Dois deles me seguram com energia, um terceiro estica meu braço que se distende à força e me desestimula a lutar enquanto o quarto homem de branco enfia uma agulha no meu braço causando uma dor lancinante que me faz urrar como um touro sendo castrado.
Uma ligeira olhada no parlatório ao lado mostra uma cena inusitada no lusco-fusco do vidro: meu interlocutor também está às voltas com homens de branco que finalmente o deixam livre, ao mesmo tempo em que meus algozes me largam prostrado na cadeira.
Finalmente entendo que o parlatório nada mais é do que um enorme espelho e que meu interlocutor sou eu mesmo.
Escuto uma voz que soa como se fossem badaladas de um sino no campanário da minha cabeça – “Vamos deixá-lo aí, para que se acalme de vez.

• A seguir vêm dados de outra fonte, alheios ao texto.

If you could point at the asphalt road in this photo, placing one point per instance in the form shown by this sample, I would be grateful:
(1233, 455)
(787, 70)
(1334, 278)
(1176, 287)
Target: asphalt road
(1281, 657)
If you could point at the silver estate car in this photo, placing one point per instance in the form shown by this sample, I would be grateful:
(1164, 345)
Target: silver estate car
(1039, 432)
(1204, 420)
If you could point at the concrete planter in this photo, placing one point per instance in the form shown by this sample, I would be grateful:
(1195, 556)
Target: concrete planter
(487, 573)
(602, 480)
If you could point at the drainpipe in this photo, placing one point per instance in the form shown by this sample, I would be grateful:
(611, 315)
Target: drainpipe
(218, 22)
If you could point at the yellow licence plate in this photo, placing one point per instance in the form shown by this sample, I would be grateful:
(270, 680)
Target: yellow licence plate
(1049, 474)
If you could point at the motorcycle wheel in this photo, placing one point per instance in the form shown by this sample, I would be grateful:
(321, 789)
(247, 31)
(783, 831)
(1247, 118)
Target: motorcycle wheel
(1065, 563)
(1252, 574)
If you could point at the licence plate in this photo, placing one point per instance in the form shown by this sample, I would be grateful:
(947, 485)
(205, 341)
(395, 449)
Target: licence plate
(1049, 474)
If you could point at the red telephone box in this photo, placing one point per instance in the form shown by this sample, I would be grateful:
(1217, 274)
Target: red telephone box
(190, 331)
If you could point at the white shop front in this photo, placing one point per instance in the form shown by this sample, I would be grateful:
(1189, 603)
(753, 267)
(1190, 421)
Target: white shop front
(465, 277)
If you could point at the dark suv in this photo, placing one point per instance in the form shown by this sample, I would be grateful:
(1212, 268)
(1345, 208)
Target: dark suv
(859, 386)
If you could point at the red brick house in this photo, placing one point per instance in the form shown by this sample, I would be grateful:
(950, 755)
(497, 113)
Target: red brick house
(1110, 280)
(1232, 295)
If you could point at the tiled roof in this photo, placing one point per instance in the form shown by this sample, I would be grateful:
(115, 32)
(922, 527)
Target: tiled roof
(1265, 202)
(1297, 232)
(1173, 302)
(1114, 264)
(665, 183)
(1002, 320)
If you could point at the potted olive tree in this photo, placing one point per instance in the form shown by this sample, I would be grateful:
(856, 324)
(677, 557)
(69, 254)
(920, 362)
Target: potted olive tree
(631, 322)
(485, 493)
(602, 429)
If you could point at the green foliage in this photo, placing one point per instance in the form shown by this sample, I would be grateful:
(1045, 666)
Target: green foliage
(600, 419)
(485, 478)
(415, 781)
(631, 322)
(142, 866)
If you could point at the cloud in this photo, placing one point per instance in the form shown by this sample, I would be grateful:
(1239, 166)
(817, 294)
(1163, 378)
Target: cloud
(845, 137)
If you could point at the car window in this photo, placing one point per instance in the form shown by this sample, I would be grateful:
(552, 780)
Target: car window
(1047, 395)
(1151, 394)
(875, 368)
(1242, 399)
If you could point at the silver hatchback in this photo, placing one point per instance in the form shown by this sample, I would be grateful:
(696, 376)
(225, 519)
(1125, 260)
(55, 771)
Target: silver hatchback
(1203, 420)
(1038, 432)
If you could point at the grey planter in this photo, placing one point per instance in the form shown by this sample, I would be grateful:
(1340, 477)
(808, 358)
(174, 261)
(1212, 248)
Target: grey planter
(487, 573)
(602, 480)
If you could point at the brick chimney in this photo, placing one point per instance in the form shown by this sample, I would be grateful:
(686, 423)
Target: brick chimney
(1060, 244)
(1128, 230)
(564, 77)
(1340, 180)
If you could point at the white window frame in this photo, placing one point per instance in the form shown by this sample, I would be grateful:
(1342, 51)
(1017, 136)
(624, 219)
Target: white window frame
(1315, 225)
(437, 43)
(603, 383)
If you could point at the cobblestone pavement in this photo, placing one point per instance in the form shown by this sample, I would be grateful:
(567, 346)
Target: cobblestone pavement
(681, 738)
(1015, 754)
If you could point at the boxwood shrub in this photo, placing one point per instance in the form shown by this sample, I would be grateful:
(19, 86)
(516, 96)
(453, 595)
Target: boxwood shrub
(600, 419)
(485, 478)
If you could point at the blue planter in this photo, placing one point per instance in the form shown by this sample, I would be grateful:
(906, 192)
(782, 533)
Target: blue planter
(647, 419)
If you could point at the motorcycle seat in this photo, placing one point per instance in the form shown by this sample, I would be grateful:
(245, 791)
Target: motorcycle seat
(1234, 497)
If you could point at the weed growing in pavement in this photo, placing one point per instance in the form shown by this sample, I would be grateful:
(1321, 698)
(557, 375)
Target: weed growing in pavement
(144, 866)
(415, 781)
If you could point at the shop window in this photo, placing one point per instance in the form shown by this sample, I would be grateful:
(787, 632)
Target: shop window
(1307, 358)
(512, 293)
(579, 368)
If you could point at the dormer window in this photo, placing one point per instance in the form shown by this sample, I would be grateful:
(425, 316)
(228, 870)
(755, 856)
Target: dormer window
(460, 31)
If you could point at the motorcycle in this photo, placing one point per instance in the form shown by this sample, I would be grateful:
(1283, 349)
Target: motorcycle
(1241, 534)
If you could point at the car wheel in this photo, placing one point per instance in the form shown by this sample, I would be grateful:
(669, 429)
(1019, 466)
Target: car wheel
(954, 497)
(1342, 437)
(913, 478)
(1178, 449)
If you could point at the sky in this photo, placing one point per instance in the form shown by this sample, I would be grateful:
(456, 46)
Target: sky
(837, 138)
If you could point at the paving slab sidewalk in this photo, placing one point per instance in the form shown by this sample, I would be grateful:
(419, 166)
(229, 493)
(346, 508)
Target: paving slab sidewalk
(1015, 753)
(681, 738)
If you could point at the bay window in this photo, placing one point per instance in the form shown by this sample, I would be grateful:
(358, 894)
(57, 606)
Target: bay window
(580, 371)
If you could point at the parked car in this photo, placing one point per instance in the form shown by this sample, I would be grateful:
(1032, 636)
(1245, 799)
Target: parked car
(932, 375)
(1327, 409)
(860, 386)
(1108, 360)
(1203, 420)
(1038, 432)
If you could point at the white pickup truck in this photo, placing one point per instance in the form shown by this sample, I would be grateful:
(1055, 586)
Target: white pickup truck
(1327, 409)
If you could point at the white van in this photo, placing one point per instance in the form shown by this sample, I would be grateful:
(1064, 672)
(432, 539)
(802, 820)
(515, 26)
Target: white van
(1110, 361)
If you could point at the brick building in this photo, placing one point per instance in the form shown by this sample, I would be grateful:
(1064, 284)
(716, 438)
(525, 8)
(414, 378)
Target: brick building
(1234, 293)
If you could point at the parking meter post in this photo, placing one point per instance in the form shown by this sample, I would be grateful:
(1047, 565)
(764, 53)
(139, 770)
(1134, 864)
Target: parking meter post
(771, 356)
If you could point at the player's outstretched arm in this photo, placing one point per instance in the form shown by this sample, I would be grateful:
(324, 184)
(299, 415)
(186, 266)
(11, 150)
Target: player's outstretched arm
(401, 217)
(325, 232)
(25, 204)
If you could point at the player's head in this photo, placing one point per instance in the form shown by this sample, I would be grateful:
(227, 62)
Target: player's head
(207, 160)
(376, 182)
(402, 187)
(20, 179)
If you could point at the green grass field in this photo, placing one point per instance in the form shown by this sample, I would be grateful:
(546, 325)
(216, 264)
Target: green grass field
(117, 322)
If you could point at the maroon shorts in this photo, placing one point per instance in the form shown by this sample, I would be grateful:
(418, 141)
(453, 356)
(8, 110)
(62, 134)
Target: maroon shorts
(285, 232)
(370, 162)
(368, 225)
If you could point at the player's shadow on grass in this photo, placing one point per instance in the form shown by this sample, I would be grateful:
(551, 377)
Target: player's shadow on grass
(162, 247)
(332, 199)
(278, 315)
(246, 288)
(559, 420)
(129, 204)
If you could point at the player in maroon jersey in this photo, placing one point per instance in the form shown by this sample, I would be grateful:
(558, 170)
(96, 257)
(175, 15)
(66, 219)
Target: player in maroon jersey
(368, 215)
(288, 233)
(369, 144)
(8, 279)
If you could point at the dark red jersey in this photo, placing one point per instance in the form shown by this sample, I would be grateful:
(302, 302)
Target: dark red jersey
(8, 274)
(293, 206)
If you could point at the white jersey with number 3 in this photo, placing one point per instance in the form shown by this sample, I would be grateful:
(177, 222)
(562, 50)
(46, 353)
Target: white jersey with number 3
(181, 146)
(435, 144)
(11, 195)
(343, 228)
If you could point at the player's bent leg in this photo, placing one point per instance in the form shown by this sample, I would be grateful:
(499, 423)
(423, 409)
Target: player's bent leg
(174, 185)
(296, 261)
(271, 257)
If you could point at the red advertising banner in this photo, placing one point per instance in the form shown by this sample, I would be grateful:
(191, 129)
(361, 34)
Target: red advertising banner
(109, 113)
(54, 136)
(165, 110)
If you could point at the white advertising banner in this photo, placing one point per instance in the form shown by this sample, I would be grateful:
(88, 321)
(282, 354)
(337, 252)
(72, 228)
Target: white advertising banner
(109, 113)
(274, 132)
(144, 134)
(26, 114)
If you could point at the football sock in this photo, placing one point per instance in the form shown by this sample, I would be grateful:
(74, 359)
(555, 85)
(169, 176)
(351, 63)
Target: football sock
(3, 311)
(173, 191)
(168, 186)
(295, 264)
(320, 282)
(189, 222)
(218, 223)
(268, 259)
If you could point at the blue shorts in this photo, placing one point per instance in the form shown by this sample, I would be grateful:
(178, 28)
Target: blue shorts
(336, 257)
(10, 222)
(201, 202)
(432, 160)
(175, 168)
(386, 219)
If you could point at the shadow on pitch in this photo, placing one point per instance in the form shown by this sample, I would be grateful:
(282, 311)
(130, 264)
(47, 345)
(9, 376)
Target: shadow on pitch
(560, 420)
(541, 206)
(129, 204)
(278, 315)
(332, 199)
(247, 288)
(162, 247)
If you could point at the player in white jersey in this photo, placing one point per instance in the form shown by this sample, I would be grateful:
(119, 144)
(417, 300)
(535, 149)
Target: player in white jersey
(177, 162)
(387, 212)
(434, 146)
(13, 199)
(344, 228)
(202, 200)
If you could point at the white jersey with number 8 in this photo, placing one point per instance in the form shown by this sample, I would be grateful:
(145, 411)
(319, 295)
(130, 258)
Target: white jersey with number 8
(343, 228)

Amanhã podemos transferi-lo para o quarto” – e outra voz, retrucando – “Mas recomende que seja amarrado com as tiras de couro, pois ele pode se tornar novamente perigoso...”.
Faz se o silêncio, e antes de apagar totalmente a consciência, me vejo estrangulando o vizinho que costumava praticar canto lírico nos domingos de manhã.